If necromancy is like some necromancy spells in TES... You're controling the soul of someone who's already dead forcing them to "live" again in a rotten body and fight for you. This is AT MOST a neutral action
@@rikardosilva1754 The funny thing is that I think a lot of people assume that's how it works, which is why they probably automatically say Necromancy is evil, but the Spells in D&D do go into detail on how certain types of Necromancy work, including the spell Animate Undead which is the one spell you get for most of your game as a Necromancer to raise the undead with.
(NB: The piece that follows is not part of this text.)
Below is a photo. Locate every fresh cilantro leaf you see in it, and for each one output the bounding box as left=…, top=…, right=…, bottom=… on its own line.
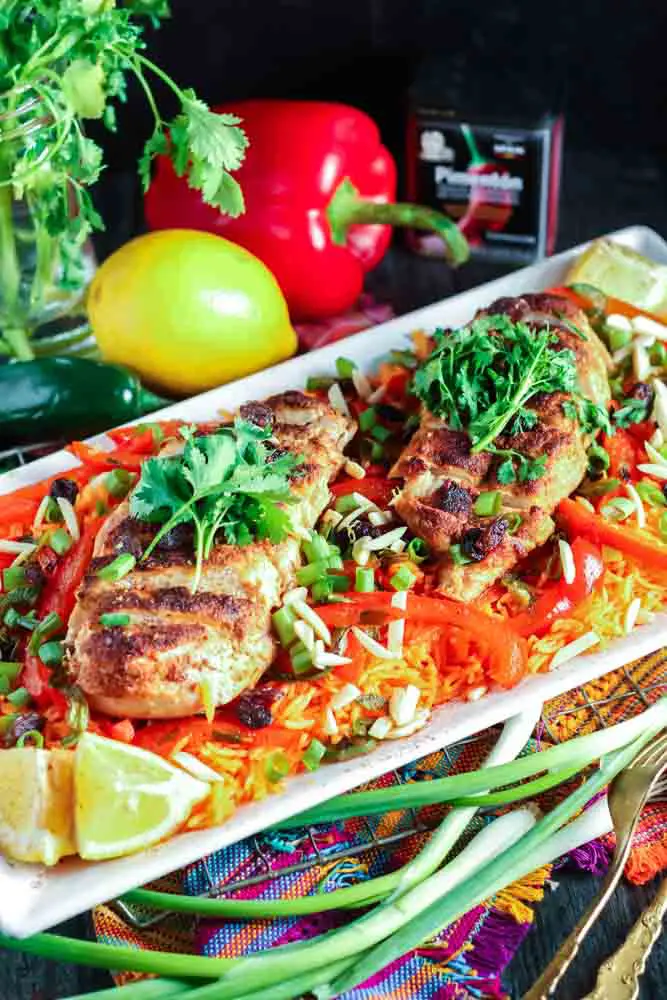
left=130, top=417, right=301, bottom=591
left=613, top=396, right=650, bottom=429
left=496, top=458, right=517, bottom=485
However the spell itself has absolutely ZERO connect to the bodies soul what so ever, you are simply animating a lifeless body the same you would do to say a Golem made of Clay. Funnily enough, Necromancy in D&D ( Specifically Player Character Necromancy ) has no actual way to force another persons soul into a body for the purposes of Necromancy, the only ones that even can do something like that... Are Clerics and Paladins weirdly enough! I don't mean 'Evil' ones ether, though you can be one of those, I mean just like any Cleric can force a soul to do as they say using Divine magic so if that's the problem with Necromancy then the other side of the coin has zero ground to stand on for why they aren't also naturally evil.
The only time Necromancy is dangerous is if the undead is left unattended for 24 hours since you casted your control over it, in which case it does become an evil creature that you do not control, but the easy solution to this if you expect your zombie minions to be left alone for so long, is to issue them an order that if you don't return by the next Sun rise that they are to kill themselves which they WILL follow to the letter because they are brainless minions that do not value their own life. If that some how doesn't work, your DM is just being an ass hole.
This is a topic that I think is so hard wired into peoples heads as "That's evil" that no one has a good excuse for why it actually is in D&D beyond that specific bias, Lich's are always evil so there for Necromancy is too, zombies are a common evil monster to fight so making them can't ever be good even if you're smart, that sort of thing. Well, that and probably horror stories of Edge Lord players that were actually playing Evil stupid characters trying to build undead armies by robbing the graves of the local towns folk or killing and raising undead any chance they got.
Yeah people can change, like Anakin Skywalker or the Grinch are the first two examples I can think of
I agree with this. My pirate fighter I’m running right now is chaotic good, cos he believes in personal freedom to do what one wants, but is good hearted in nature. But I’ll still break a poor alchemist’s leg to get the information I want.
Welcome to my lair said the spider to the fly (Got'em)
The beginnings of you guys' videos are always so weird! I approve! Lol
I've had alot of problems with the basic allignmemt. So I created a different, to me more useful chart which uses "selfless"egocentric instead of goodevil and kantianutilitaristic instead of lawfulchaotic. Although it has some downsides, it is way easier to understand because these words have a defined meaning.